St. Stevens Intersection
The player rounds the corner into the intersection—a cluster of lampposts and rain‑slick pavement where streets converge—and their eyes land on a smashed car parked awkwardly across both lanes. The front end is crushed inward; a broken windshield gleams in shards on the damp asphalt. The passenger door hangs open. No one moves inside or around it. Police tape encircles the vehicle now, thin fiber glowing in the lamp’s yellow glow while a coroner's van zips up a body bag. Sirens sound faintly in the distance.

Surrey Quays

Tavistock Square
A serene public square surrounded by academic buildings and embassies. It’s ideal for a reflective walk or lunch beneath the trees, just steps from the city’s core.

Thames Beach

The Charterhouse

The Lighterman
A sleek, modern pub with views of the canal and Granary Square. A popular spot for post-work drinks or late brunch on weekends.

The Oval

The Postal Museum

Tower Bridge
Unofficially watched by the Diocese, Tower Bridge is lined with old enchantments placed by monastic orders during the Black Death to ward off evil. These have never been lifted. Now, the Church uses it to detect demonic signatures or unauthorized summoning attempts.

Tower of London
The Mage’s Association views the Tower as a “sealed site”—formerly used for storing failed catalysts and magical prisoners. Though its dungeons have long been closed, the residual mana remains toxic. Entry is restricted under joint treaty with the Church, but a rogue Master may still seek to claim one of the broken relics deep inside.

Trafalgar Square
A neutral urban plaza layered with centuries of magical interference, Trafalgar Square is officially unclaimed, but agents of the Mages Association often use it as an open-air forum for covert observation. Public rituals are rare here due to its visibility, yet the magic buried beneath its stones—old Roman foundations and Norse sigils—make it spiritually resonant.
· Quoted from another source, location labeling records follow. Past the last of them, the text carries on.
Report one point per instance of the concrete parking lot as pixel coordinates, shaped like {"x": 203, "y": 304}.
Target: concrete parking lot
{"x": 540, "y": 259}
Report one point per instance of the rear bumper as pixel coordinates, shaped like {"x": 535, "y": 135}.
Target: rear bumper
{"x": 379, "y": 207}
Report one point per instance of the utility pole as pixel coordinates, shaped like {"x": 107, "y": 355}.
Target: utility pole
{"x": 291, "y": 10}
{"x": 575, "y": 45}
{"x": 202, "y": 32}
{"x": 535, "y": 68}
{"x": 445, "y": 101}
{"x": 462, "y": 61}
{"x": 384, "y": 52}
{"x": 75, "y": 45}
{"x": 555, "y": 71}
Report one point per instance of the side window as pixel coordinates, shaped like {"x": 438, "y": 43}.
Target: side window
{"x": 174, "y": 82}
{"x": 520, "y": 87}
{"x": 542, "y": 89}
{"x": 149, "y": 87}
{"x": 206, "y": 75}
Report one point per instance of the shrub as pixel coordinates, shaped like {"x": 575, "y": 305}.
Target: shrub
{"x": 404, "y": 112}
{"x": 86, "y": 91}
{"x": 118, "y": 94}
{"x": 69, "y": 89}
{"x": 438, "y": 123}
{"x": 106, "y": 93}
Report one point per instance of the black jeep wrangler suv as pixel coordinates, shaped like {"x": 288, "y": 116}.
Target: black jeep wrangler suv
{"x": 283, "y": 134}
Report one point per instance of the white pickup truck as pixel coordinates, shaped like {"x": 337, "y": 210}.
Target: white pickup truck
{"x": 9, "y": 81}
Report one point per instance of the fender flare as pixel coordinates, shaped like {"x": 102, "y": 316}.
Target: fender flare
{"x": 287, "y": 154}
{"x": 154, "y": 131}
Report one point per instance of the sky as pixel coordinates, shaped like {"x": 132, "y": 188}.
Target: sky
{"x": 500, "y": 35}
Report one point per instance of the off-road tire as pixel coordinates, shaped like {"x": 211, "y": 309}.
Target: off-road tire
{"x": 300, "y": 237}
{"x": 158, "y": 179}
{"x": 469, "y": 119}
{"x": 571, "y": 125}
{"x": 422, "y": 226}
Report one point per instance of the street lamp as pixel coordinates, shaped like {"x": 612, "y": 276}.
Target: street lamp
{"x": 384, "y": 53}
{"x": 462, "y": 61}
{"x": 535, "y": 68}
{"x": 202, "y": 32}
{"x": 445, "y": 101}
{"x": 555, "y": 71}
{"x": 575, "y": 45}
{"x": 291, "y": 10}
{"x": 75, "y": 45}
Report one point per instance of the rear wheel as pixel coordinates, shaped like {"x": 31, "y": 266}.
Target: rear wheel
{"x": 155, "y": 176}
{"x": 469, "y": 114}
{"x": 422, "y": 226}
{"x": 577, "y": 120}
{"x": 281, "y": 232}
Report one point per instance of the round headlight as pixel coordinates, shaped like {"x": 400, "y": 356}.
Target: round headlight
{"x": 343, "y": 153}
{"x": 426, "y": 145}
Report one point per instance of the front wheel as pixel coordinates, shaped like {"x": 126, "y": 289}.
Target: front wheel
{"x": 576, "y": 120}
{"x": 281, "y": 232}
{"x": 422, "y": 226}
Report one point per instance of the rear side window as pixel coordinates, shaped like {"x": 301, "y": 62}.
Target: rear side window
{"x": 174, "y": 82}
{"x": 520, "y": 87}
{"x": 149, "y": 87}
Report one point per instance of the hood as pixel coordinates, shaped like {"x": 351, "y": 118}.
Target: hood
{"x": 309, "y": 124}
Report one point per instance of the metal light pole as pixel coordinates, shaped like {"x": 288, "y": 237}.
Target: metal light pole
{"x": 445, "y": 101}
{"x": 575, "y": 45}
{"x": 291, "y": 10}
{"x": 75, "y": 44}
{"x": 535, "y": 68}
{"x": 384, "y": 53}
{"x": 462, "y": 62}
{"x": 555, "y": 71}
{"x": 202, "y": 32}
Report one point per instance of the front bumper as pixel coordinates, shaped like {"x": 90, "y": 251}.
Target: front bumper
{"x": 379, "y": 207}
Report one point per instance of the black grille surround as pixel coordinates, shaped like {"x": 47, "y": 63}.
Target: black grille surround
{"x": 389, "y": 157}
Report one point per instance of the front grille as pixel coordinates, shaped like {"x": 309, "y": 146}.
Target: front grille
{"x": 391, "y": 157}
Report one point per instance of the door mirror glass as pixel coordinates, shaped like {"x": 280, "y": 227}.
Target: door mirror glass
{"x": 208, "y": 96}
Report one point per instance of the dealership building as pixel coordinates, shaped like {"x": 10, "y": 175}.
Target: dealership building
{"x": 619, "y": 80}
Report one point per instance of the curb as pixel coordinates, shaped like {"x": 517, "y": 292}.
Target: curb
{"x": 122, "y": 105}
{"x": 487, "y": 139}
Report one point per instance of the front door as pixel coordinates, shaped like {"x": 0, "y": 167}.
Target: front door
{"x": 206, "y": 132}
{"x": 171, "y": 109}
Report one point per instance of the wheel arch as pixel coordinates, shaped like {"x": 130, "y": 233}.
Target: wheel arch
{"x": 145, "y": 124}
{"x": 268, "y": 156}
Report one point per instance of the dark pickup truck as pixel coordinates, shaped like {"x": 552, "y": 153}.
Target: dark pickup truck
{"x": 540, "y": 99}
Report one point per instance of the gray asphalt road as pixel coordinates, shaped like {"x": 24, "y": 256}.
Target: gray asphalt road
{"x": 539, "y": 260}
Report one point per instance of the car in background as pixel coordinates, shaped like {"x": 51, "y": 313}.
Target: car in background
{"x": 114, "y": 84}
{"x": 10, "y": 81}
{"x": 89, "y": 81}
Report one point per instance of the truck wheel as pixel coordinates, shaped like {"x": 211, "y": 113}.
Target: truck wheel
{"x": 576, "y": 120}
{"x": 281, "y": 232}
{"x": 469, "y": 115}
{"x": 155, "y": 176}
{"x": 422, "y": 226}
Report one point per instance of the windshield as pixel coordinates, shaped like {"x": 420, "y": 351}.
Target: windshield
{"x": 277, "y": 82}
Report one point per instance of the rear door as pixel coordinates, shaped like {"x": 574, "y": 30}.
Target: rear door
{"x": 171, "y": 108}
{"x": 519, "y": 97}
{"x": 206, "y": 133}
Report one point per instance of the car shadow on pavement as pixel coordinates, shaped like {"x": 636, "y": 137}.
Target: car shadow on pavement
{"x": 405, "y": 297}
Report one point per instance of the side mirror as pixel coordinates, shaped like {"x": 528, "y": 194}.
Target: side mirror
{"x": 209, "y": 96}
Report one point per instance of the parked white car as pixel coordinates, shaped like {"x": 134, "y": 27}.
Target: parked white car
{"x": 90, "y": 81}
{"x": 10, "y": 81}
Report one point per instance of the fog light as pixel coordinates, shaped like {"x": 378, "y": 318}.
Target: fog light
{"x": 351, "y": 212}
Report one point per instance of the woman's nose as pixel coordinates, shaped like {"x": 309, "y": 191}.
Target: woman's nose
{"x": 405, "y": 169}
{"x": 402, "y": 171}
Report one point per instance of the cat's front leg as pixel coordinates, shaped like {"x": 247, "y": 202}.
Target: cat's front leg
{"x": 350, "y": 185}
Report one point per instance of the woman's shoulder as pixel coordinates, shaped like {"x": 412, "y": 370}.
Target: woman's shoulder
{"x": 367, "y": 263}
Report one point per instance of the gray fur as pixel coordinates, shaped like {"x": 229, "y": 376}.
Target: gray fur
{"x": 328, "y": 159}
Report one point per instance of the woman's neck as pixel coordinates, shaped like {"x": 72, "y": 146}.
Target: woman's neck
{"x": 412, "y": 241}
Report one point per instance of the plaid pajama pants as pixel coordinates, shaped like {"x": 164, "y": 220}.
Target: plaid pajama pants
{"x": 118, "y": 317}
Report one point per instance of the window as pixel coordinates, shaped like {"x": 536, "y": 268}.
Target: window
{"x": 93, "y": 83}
On nights of high moonlight, some claim to see ghostly reenactments of long-lost duels.

University of London
While not officially under the Mage’s Association’s jurisdiction, the University is crawling with informants, graduate students tied to lesser families, and wildcard-affiliated scholars who unknowingly tamper with forces beyond them. It’s not watched so much as tolerated, making it a ripe ground for fate to take root—especially for those like Wildcards or Straybloods.

Vauxhall Bridge

Waterloo Bridge

Westminster Bridge
Though openly accessible to all, Westminster Bridge is treated as hallowed ground by the English Diocese. It was once the site of a failed Holy Grail summoning centuries ago—resulting in a spiritual rupture that still echoes faintly in the river’s current. The Church maintains quiet wards here, making it a place of observation, warning, and last rites.

Westminster Cathedral
Publicly, Westminster Cathedral is the largest Catholic church in London—a site of daily mass, solemn processions, and silent prayer. Secretly, it serves as a forward operating base for the English Diocese, functioning as a command post for Church Executors and enforcers assigned to monitor the Holy Grail War. Beneath the sacristy lies a consecrated logistics chamber used to store holy artifacts, organize patrol routes, and monitor spiritual activity across the city. While not home to the Overseer, it operates independently under the Diocese’s authority, acting as a sanctuary, interrogation site, and equipment depot for Church personnel.

Word On The Water
A charming secondhand bookstore on a moored barge. It sells poetry, philosophy, and rare finds out of creaky wooden shelves—and hosts live readings on weekends.